Le Prieuré de Rocles date du XVème ou XVIème siècle Il appartenait à une petite communauté religieuse d'obédience bénédictine, disposant d'un domaine terrien. Bien que cette communauté ait disparu, un prieur, vivant des revenus (bénéfice) du domaine avait été maintenu pour faire office de curé de Rocles : le Père Lucas de Frix.

En 1780, le curé Lucas construit un nouveau presbytère à l'emplacement du prieuré. Sur la façade, l'inscription « 1783 » désigne sans doute la date de la fin de la construction.

Mais la révolution arrive et le curé Lucas est déporté et meurt âgé de 59 ans le 26 juillet 1794 à l'isle d'Aix.
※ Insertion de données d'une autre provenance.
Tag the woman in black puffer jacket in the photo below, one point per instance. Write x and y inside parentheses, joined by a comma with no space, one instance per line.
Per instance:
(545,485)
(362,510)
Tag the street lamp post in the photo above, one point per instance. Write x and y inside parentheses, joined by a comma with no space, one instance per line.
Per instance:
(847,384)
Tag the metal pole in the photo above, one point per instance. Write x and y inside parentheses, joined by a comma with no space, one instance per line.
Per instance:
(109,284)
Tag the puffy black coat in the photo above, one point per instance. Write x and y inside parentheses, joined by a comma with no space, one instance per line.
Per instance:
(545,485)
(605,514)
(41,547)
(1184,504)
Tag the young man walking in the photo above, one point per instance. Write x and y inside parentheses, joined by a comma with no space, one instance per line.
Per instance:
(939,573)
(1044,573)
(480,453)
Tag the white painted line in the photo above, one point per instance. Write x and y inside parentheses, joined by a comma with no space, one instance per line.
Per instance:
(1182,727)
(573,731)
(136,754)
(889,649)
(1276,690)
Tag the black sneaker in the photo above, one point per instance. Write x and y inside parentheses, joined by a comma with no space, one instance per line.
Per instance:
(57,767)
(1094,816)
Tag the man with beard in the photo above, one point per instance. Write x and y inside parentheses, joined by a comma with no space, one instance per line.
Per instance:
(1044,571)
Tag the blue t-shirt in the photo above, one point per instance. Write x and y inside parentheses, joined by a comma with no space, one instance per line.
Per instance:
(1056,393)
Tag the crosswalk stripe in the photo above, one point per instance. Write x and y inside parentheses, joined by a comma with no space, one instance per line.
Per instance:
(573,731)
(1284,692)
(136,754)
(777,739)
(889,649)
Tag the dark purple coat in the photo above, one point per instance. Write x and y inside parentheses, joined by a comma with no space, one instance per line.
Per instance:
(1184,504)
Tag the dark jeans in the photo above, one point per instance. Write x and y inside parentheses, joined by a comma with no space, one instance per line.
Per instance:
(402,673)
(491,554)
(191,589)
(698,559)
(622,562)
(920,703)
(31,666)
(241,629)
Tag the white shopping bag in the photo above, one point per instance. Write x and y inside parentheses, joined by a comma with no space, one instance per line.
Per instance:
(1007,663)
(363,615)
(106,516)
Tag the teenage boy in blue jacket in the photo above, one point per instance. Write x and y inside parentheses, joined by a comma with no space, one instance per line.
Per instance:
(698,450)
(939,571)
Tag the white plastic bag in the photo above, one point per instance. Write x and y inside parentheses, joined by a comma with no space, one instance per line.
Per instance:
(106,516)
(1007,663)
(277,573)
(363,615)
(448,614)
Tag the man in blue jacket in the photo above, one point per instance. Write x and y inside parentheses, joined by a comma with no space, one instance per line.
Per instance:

Le Prieuré fut ensuite vendu comme bien national et passa successivement entre les mains de plusieurs familles bourbonnaises. L'instituteur de Rocles y fut même logé.

Prieuré

Dans les années qui suivent la Première Guerre mondiale, la paroisse de Rocles est rattachée à Tronget, puis au Montet. Le presbytère est alors fermé et abandonné et devient une maison de maître, puis une ferme.

À la fin du XXème siècle, le presbytère et les jardins sont restaurés. Cet édifice, qui porte l'empreinte du XVIIIème siècle, visible notamment dans la forme des portes et fenêtres, est d'une grande simplicité architecturale et son charme réside dans l'harmonie de ses proportions.